Hidayatullah.com–Media sosial mendorong kebangkitan kembali gaya qiraat unik Afrika, yang pernah didominasi oleh tradisi Timur Tengah. Sebuah suara dari Sudan telah datang untuk memberi contoh apa yang ditawarkan benua itu.
Ketika Syeikh Nurin Muhammad Shiddiq membaca Al-Quran, orang-orang di seluruh dunia melukiskan nadanya yang sedih, penuh perasaan dan blues. Suaranya yang unik membuatnya menjadi salah satu qori paling populer di dunia Muslim.
Karena itu, kematiannya pada usia 38 tahun dalam kecelakaan mobil di Sudan pada November menjadi duka cita dari Pakistan hingga Amerika Serikat. “Dunia telah kehilangan salah satu [suara] terindah di zaman kita,” cuit Imam Omar Suleiman dari Texas di Twitter.
Hind Makki, seorang pendidik antaragama Sudan-Amerika, mengatakan kualitasnya sulit untuk dijelaskan. “Ada keotentikan Afrika yang orang-orang ungkapkan bahkan jika mereka tidak mampu mengartikulasikan dengan tepat apa itu dan mereka menyukainya,” katanya mengatakan kepada BBC.
Perbandingan yang dibuat dengan musik Blues bukanlah suatu kebetulan. Menurut sejarawan Sylviane Diouf, sholawat dan qiraat dari Muslim Afrika Barat yang diperbudak yang terdengar mirip dengan Muslim di seluruh wilayah Sahel hingga Sudan dan Somalia, mungkin telah berkontribusi pada penciptaan “musik Afrika-Amerika yang khas di Selatan yang berkembang menjadi teriakan dan akhirnya Blues”.
Baca: Mengenang Suara Emas Syeikh Mahmud Al-Hussary
Beda tempat, beda pendekatan
Nada dan aritkulasi akan berbeda berdasarkan geografi, budaya dan pengalaman sejarah di dunia Muslim yang luas di luar pusatnya di Timur Tengah. Bacaan Syeikh Nurin dan kematiannya membawa perhatian yang lebih besar pada gaya tradisional Afrika. Dia mempelajari qiraat di sekolah Al-Quran tradisional di desanya al-Farajab, sebelah barat ibu kota, Khartoum, pada pertengahan 1990-an.

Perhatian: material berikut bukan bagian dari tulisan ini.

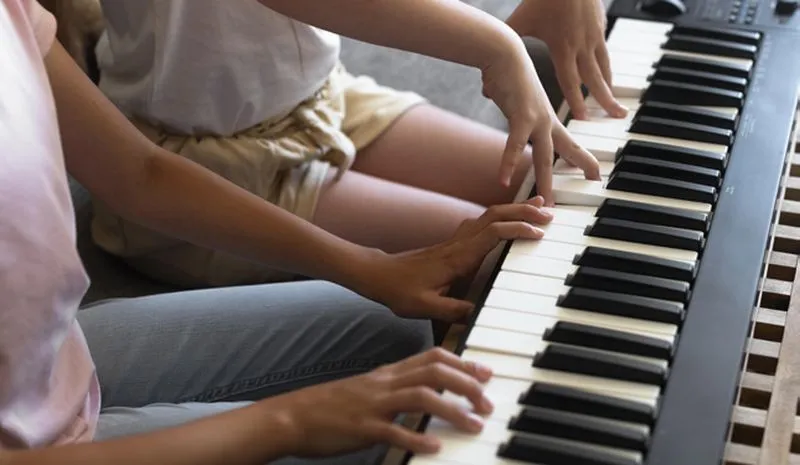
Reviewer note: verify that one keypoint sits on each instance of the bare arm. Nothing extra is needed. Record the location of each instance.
(160, 190)
(447, 29)
(252, 435)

Ketika dia kemudian pindah ke Khartoum, dia menjadi imam di sejumlah masjid utama kota dan menarik perhatian orang. Ketenarannya menyebar begitu videonya diunggah ke YouTube.
Sementara suara yang digambarkan sebagai refleksi dari tangga nada heptatonik tujuh nada yang sangat populer di Timur Tengah, bacaan Syeikh Nurin mencerminkan skala lima nada atau pentatonik yang umum di wilayah mayoritas Muslim di Sahel dan Tanduk Afrika.
Yuk bantu dakwah media BCA 1280720000 a.n. Yayasan Baitul Maal Hidayatullah (BMH). Kunjungi https://dakwah.media/
“Ini adalah nada dari lingkungan tempat Saya dibesarkan, gurun; terdengar seperti dobeit [genre musik rakyat Sudan]”, kata Al-Zain Muhammad Ahmad, qori terkenal yang juga berasal dari Sudan. “Para qori di Syam melafalkan menurut melodi yang mereka ketahui, seperti yang dilakukan di Mesir, Hijaz, Afrika Utara, dan tempat lain,” tambah Al-Zain.
Pandangan ini didukung oleh ahli musik seperti Michael Frishkoph, profesor musik di University of Alberta di Kanada. Sementara dia memperingatkan tentang penggabungan sub-Sahara Afrika menjadi satu tradisi sonik, dia mengkonfirmasi bahwa skala pentatonik hadir secara luas di wilayah tersebut.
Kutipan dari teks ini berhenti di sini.